SPIRIT OF THE LIVING GOD

This verse is taken from:
2 Corinthians 3. 1-6
Thought of the day for:
13 September 2022

With what tremendous authority did those titanic men of God Elijah and Elisha stride into the presence of idolatrous kings of Israel with the words, ‘As the Lord God of Israel liveth, before whom I stand’ upon their lips. The gods of mankind, which are not real gods, are not living beings. They are figments of men’s imagination. Like the idols that represent them, ‘eyes have they, but they see not; they have ears, but they hear not; neither is there any breath in their mouths’, Ps. 135.16-17. Yet, ‘the Lord is the true God, he is the living God, and an everlasting king’, Jer. 10.10. He is no mere force; He is a spirit being who lives, moves, hears, sees, and understands all things.
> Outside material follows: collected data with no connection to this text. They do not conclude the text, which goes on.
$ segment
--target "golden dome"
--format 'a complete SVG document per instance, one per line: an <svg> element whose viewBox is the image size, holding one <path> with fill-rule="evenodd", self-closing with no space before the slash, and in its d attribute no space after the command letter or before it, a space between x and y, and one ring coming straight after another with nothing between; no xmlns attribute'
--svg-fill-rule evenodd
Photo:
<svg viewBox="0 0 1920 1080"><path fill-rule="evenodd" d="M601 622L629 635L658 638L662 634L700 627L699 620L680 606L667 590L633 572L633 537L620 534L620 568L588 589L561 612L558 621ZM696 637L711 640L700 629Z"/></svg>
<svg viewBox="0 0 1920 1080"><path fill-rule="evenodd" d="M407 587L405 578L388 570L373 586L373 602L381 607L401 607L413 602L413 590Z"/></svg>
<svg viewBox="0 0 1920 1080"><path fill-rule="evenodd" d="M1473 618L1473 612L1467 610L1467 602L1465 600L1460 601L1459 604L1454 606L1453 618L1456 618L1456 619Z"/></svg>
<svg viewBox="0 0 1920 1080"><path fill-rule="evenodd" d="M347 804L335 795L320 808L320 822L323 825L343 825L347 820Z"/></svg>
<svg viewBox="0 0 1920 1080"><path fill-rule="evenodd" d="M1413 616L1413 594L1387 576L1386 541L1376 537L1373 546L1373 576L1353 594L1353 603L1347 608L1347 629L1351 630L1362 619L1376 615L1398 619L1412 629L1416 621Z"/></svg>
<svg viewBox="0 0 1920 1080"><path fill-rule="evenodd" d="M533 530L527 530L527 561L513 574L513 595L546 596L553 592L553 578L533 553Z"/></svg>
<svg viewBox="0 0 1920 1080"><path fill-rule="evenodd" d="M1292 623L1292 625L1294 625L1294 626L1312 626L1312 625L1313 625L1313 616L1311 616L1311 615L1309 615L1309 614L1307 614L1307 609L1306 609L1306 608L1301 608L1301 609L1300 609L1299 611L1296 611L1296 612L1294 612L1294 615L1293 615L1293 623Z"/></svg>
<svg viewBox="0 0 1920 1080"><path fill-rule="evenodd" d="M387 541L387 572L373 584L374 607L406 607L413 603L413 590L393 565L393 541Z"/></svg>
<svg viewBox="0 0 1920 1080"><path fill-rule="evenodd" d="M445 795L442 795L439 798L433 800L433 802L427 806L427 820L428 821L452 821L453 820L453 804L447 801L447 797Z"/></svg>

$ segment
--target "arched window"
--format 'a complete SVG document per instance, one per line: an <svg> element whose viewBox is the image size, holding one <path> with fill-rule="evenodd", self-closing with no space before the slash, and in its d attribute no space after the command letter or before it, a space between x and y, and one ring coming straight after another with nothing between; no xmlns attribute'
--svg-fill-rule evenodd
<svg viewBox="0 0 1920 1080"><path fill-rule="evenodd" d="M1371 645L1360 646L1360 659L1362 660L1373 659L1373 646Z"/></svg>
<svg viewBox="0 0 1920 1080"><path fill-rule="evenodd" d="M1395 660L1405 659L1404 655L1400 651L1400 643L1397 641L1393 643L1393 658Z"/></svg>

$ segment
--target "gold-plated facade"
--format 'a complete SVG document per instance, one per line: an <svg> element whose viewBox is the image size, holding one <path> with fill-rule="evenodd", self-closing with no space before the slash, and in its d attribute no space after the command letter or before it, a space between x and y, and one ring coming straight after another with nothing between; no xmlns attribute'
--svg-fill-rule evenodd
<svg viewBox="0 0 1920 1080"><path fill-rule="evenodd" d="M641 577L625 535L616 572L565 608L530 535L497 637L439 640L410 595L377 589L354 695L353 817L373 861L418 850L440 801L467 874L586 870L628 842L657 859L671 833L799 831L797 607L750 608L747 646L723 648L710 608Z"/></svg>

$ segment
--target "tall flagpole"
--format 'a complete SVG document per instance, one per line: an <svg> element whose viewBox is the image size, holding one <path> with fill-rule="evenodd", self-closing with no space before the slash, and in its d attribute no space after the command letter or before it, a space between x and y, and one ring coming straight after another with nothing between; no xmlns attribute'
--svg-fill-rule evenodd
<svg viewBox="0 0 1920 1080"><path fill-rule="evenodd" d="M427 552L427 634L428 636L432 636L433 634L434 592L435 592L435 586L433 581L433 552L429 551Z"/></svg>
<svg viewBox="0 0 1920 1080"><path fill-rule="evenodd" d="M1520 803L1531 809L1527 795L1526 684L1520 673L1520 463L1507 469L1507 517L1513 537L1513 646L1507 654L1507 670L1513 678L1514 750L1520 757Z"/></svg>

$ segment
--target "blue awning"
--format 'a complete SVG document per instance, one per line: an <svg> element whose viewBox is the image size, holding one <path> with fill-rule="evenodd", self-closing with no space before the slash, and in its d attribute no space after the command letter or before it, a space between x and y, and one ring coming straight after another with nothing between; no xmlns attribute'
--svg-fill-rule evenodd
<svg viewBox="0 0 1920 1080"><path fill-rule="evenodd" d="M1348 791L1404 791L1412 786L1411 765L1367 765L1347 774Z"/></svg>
Now we must not think that, when writing of the Spirit of the living God, Paul was speaking of the Father’s spirit. It is true that the Jews were monotheistic, believing in one God, not many, and affirming’the Lord our God is one Lord’, Mark 12. 29. Yet the Scripture reveals that, in this one true God, there are three equal persons, Father, Son and Holy Spirit. This was a truth, by and large, hidden in the Old Testament, but clearly revealed in the New. This is the self-same Spirit who brooded over the primeval waters in the beginning, Gen. 1. 2. And here our attention is drawn to the fact that, even in the Old Testament, God could say, ‘I will put my law in their inward parts and write it in their hearts’ and ‘I will put my spirit within you’, Jer. 31.33, Ezek. 36.27.

Paul, writing to believers, many of whom had been brought to know the living God through his preaching, tells them that, unlike many strangers who visited them, he did not need any letter of commendation. They themselves were his letter, and they were a letter of commendation that was not written with the ink of a human pen but with the marks of the Spirit Himself. Moreover, they were not letters written on paper or stone but on human hearts. The Spirit had done His work of conviction and revelation, had brought them to new life in Christ, and had given them the inward desire to please God. Proof of this was to be found, ‘not in written characters but in human characters’, M. J. Harris. Could that be said of us?